Le syndicat juge à nouveau "intolérables" ces "tentatives de mettre fin à des enquêtes d'intérêt public". Avant de saluer la "réaction immédiate" de "Télérama" qui a assuré un soutien juridique immédiat à sa journaliste qui était accompagnée d’un avocat. Il appelle toutes les rédactions à faire de même, invoquant leur "obligation de sécurité et de santé au travail", et à ne pas céder face à des "procès bâillons".
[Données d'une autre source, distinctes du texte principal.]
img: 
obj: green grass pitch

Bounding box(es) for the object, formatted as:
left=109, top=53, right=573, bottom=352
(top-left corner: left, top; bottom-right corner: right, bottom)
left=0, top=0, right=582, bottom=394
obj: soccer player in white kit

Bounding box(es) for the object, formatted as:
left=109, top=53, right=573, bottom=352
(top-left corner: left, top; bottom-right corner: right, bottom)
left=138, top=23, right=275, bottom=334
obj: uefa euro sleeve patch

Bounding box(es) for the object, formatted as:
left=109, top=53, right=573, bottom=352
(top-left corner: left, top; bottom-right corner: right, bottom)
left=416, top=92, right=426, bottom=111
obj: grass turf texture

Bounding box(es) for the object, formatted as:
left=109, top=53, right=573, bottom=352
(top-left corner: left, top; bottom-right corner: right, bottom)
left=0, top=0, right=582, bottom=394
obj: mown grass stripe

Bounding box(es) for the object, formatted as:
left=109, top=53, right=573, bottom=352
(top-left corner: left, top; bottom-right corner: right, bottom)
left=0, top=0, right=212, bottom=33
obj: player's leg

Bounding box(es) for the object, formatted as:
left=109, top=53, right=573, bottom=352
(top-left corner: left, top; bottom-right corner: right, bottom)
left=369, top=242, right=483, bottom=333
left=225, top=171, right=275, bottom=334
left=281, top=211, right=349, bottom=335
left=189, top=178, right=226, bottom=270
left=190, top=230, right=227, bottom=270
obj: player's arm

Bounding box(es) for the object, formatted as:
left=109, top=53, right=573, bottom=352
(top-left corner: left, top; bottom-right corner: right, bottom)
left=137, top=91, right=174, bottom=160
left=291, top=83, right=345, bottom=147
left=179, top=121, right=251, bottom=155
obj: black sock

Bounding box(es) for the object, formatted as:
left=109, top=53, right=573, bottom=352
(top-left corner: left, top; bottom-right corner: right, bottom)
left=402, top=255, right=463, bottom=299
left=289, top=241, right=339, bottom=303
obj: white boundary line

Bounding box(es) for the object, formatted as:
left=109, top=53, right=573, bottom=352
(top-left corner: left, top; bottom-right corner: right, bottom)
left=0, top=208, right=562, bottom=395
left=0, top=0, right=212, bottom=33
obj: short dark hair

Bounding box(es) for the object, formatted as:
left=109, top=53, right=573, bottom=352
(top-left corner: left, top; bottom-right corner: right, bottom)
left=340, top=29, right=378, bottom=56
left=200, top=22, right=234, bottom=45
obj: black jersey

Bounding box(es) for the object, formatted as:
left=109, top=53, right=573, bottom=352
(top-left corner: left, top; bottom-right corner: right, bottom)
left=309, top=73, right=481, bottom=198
Cette affaire rappelle les intimidations subies en 2022 par "Mediapart", lorsque des pressions avaient été exercées pour empêcher la parution d’une enquête sur le maire de Saint-Étienne. "La liberté de la presse est un pilier de la Constitution, rappelle le SNJ. Si la loi du 29 juillet 1881 encadre l'expression publique, et réprime notamment la diffamation et l'injure, il est hors de question que cette législation soit manipulée pour devenir un outil d'intimidation de journalistes", conclut-il avant d’apporter tout son soutien à leur consoeur.